Washington University of St. Louis Transgender Center and St. Louis Children’s Hospital Transgender Center staffers advised Parkway Schools officials to not require school employees to notify parents if their child uses a chest binder or identifies as the opposite sex at school, according to emails uncovered as part of a public records request.
A Parkway Schools counselor inquired about students’ chest binder usage in an email to the program manager at St. Louis Children’s Hospital Transgender Center, who also worked in the division of adolescent medicine at the Washington University of St. Louis School of Medicine. Biological women who wish to appear more masculine use chest binders—a tight, sports-bra style undergarment—to flatten and conceal their breasts.
“We are seeing an increase in students wanting to use chest binders.” The counselor said in an email. “…There were also times when the student’s parents did not know that their student was using a binder and would not have approved of it but the school counselor was made aware.”
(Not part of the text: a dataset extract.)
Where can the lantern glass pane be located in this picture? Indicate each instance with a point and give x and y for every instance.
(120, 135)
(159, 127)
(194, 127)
The counselor asked the program manager a series of questions: “Do we have an obligation to tell parents if we learn the student is using a binder?” and “It seems that it would be beneficial for others in the building (nurse, PE teacher, music teacher) to know if a student is using a binder for safety reasons. Should we have a procedure for telling others on a need-to-know basis? (Again for safety).”
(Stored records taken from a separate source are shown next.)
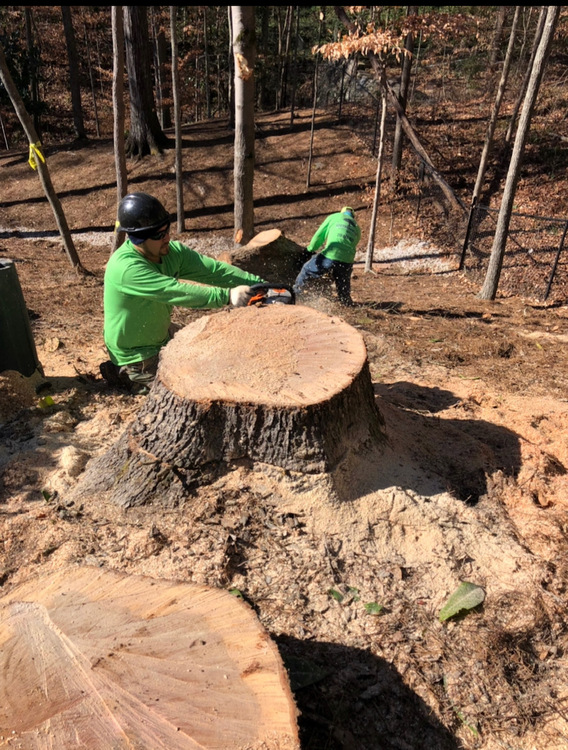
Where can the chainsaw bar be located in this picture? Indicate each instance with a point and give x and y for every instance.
(269, 294)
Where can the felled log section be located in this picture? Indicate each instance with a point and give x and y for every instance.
(99, 659)
(270, 255)
(282, 385)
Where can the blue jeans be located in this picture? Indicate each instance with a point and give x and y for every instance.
(319, 266)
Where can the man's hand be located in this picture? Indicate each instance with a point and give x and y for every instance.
(240, 295)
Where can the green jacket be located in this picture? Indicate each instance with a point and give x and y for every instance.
(340, 235)
(139, 296)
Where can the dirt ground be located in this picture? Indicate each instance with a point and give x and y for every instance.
(471, 486)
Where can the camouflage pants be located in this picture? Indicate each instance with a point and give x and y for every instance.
(139, 376)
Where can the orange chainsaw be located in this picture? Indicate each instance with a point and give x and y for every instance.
(269, 294)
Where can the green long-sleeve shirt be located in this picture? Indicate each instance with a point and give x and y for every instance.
(139, 296)
(340, 235)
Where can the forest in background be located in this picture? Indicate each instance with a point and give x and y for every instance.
(478, 56)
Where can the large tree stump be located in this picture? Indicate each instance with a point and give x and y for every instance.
(99, 660)
(270, 255)
(282, 385)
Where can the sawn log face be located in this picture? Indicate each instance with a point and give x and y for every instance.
(314, 407)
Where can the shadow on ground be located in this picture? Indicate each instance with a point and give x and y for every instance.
(350, 699)
(462, 452)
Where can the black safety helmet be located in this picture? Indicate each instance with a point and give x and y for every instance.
(139, 214)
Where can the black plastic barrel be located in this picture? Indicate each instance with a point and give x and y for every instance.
(17, 346)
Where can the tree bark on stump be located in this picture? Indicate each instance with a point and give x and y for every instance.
(100, 659)
(270, 255)
(282, 385)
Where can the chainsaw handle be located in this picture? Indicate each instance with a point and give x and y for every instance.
(260, 291)
(264, 287)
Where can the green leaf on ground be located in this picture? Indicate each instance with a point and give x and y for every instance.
(338, 596)
(465, 597)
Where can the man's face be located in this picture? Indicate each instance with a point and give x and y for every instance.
(154, 249)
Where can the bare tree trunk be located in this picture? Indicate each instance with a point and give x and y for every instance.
(522, 92)
(206, 62)
(402, 98)
(33, 57)
(497, 33)
(38, 161)
(177, 120)
(162, 92)
(74, 84)
(92, 81)
(288, 26)
(118, 110)
(489, 289)
(452, 198)
(295, 66)
(244, 55)
(496, 107)
(371, 244)
(231, 76)
(146, 135)
(314, 103)
(6, 142)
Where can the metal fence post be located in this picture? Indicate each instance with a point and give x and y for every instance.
(17, 346)
(555, 264)
(472, 211)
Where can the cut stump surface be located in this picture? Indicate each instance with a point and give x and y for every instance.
(100, 659)
(282, 385)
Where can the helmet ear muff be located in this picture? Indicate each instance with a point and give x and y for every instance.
(140, 212)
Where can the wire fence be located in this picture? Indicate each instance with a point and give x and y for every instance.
(534, 264)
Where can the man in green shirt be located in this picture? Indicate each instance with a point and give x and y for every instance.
(142, 285)
(339, 235)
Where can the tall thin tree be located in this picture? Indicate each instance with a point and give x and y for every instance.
(491, 283)
(244, 48)
(146, 135)
(118, 109)
(371, 244)
(38, 161)
(496, 107)
(177, 120)
(402, 98)
(523, 90)
(74, 83)
(314, 101)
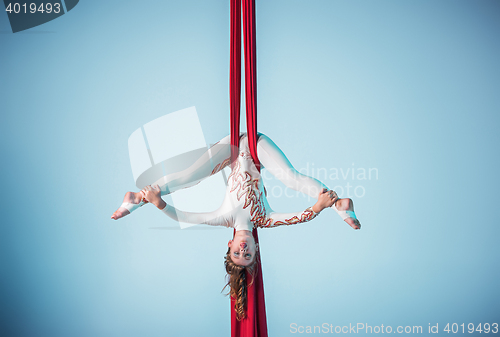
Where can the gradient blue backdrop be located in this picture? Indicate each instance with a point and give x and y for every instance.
(409, 88)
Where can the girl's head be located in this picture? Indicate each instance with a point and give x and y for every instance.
(238, 281)
(242, 248)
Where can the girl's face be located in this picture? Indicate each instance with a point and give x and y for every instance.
(243, 248)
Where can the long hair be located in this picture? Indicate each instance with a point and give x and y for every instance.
(238, 283)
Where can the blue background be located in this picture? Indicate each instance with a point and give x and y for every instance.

In subsequent emails, the counselor admitted that “we had a few instances where a student passed out when wearing one that was too tight (when participating in PE activities or singing and out of breath… Just wanted to put that into context).”
The counselor continued: “I know our staff wouldn’t necessarily want to tell the parents but were curious if they HAD to if it becomes a health issue?”
The program manager replied to the counselor’s first email, saying “it’s not technically an issue of parental consent for a minor to have access to a binder. However, parents can make it an issue…”
In a reply to the counselor’s second email, the program manager included a response from one of the co-directors of the St. Louis Children’s Hospital Transgender Center, who also works in adolescent medicine at the Transgender Center at the Washington University of St. Louis.
“‘I would actually decline any requirements for disclosure by students or from school to parents. I would, however, provide general education to school nurses, teachers, school counselors so that they are aware this may be something they encounter. In some circumstances a private conversation between PE teacher and student may be appropriate (Or between student and school counselor).’”
The program manager shared a “Safer Binding” document that said binding “may help reduce dysphoria, ease body discomfort and help affirm one’s gender.” It includes links to websites where one can access a binder, as well as a “binder sizing chart” and “binder safety tips.”
Another email included in the results of the public records request included a link to a YouTube video of the program manager training Parkway Schools officials on LGBTQ+ issues in August 2021.
During a discussion on parental notification, the program manager states: “…There is a lot of ethical debate about this… cause like, parents are the parents, they’re in charge, on the other hand the kids are with all of you 6 to 8 hours a day. I believe that the best practice would be to respect that kid’s gender identity to the best that you can, without informing the parents, throughout the school day as much as you can… Working with the student, okay we can’t change your name on all the things because we have to tell your parents… so we can’t do that, but here’s where we can change your name.”
Parents Defending Education uncovered the January 2022 email exchange as part of a public records request. A separate public records request with Francis Howell Public Schools found that St. Louis Children’s Hospital Transgender Center employees hosted training for Francis Howell Public School employees and invited district employees to “Community Providers” Meetings. However, there was no indication that the gender clinic employees had explicitly advised the district to exclude parents from conversations about their child’s gender identity.
Several Washington University Transgender Center Doctors and employees staff The Children’s Hospital of St. Louis Transgender Center. The St. Louis Children’s Hospital of St. Louis Transgender Center co-director also works at The SPOT, a youth clinic out of Jennings High School.